Australian Federal Election Forecasts 2019



My forecast for the Australian 2019 federal election is a probable narrow ALP win with 75 to 82 seats in the House of Representatives. However, a range of other options are very much in play. An 80% prediction interval for the ALP is 70 to 87 seats, with the election to be held on 18 May 2019.

The Liberal-National Coalition is likely to end up with between 59 and 76 seats, but an outright win is still a possibility, and a win with the help of independents or minor parties more so. The Greens are most likely to end up retaining their single seat, but have a fair chance of picking up a second. In total, parties other than the ALP and Coalition are likely to end up with four to seven seats.

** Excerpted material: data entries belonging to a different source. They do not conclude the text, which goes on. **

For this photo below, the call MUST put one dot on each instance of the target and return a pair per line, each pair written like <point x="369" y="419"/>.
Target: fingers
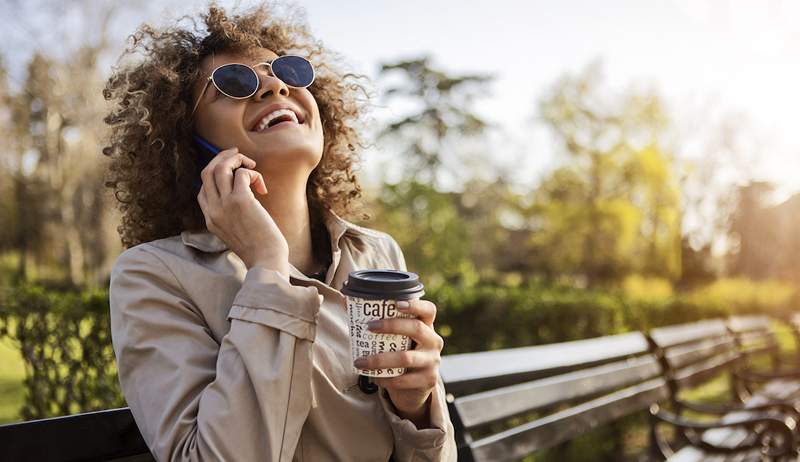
<point x="412" y="359"/>
<point x="423" y="334"/>
<point x="421" y="380"/>
<point x="244" y="178"/>
<point x="423" y="309"/>
<point x="223" y="171"/>
<point x="218" y="174"/>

Party Lower estimate Upper estimate
ALP 70 87
Lib/Nat 59 76
Ind 1 2
Grn 1 2
KAP 1 1
NXT 0 1

The full distributions are shown in the chart below. This is based on 10,000 division-level simulations that take into account uncertainty in the overall swing as well as random division-level variation in swings. Division level swings are assumed to be normally distributed with a standard deviation of 3.2 percentage points, which is a fairly stable figure historically.

For contests other than ALP versus Lib/Nat coalition, trends in the two-party preferred vote are ignored and the simulation is done as straight out random variation from the most recent result. In my view, there isn't enough publicly-available (or probably, any) polling to do anything else reliable in these situations.

For seats where the main contest is ALP versus the Coalition, the simulations above include a nation-wide swing that is forecast with a Bayesian state space model drawing on all publicly available national level polls, taking into account the house effects which show the systematic under- or over-estimates of the polling firms of two party preferred vote in previous elections. That model is summarised in this next chart:

The "house effects" of the different polling firms can be seen below. We can't be sure of the exact average bias of each firm, so we have a distribution of likely results. As an example interpretation of this chart, Roy Morgan is estimated to over-estimate the two-party preferred vote for the ALP by somewhere between 1 and 2.5 percentage points.

This page will be updated at least weekly as new polls become available. Code for all this modelling is available on GitHub.